Lees Ferry was founded in the 1870s by Jacob Hamblin, who was working for the Mormon Church, colonizing Arizona. Hamblin was a western pioneer, Mormon missionary, and diplomat to various Native American tribes of the Southwest and Great Basin. He aided European-American settlement of large areas of southern Utah and northern Arizona, where he was seen as an honest broker between Mormon settlers and the Natives. He is sometimes referred to as the “Buckskin Apostle,” or the “Apostle to the Lamanites.”

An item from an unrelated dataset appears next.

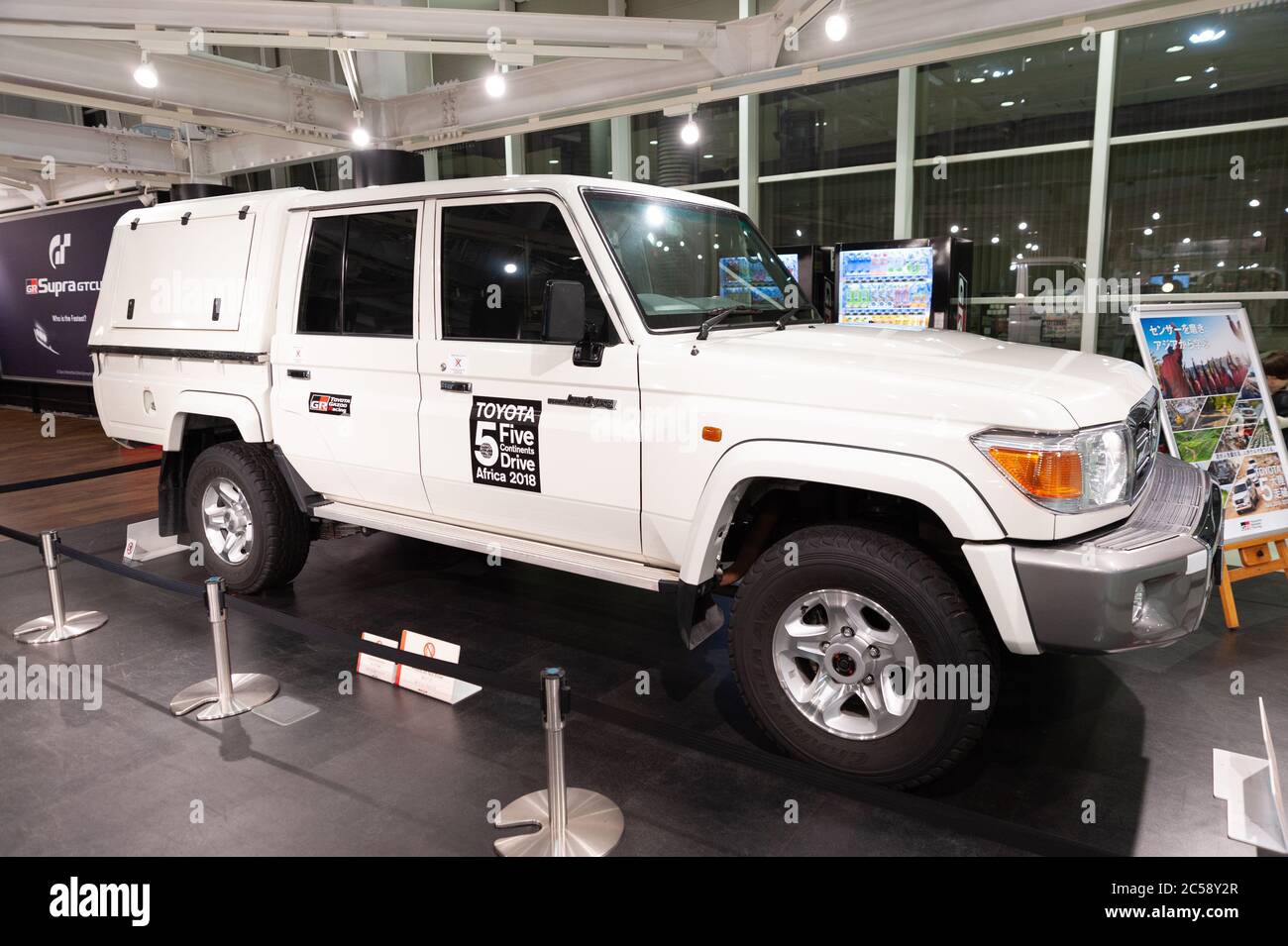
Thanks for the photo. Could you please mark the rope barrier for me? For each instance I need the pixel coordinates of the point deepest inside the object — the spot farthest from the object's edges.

The Colorado River and numerous canyons presented several logistic challenges for the church, until Hamblin discovered the mouth of the Paria River in 1858, of which he noted the good land. In 1871, it was decided to place the Arizona Road and Ferry in the vicinity. Hamblin returned, and dug an irrigation ditch where he believe a farm should be located, and named it, “Lonely Dell.”
John D. Lee, and his wives, Emma and Rachel, arrived in December of 1871. They worked the Colorado River ferry operation for the Mormon Church. Emma became the driving force behind the ferry operation and The Lonely Dell. John was often away visiting the gold fields, or tending to his various other wives and children. Lee’s time was however short-lived at the Lonely Dell. In 1874, John was arrested for his role at the Mountain Meadows Massacre, then executed in 1877. Emma stayed on at the ferry and ranch until 1879.
Warren Marshall Johnson and his families arrived after the departure of Emma Lee. They operated the ferry and ranch for the better part of thirty years. Much of what you see when visiting the site of the ranch is from this time period. Is in unfortunate that the original Lee ranch house was torn down in 1886 by Warren Johnson to build a framed home for his family. This house later burned, leaving only a foundation.
In 1935, the ranch was purchased by Leo Weaver and his wife Hazel. They hired a Hopi Indian by the name of Poli Hungavi, to build the “Paradise Canyon Ranch.” The Weaver’s operated the ranch as a lodge, and provided boarding to travelers. They stayed for four years before signing it over to Essy Bowers, who in turn sold the property to Gus and Romona Griffin the following year.
Today several old cabins, a root cellar, orchard and cemetery remain at the site. Access is very simple, and is only a short walk from the pavement.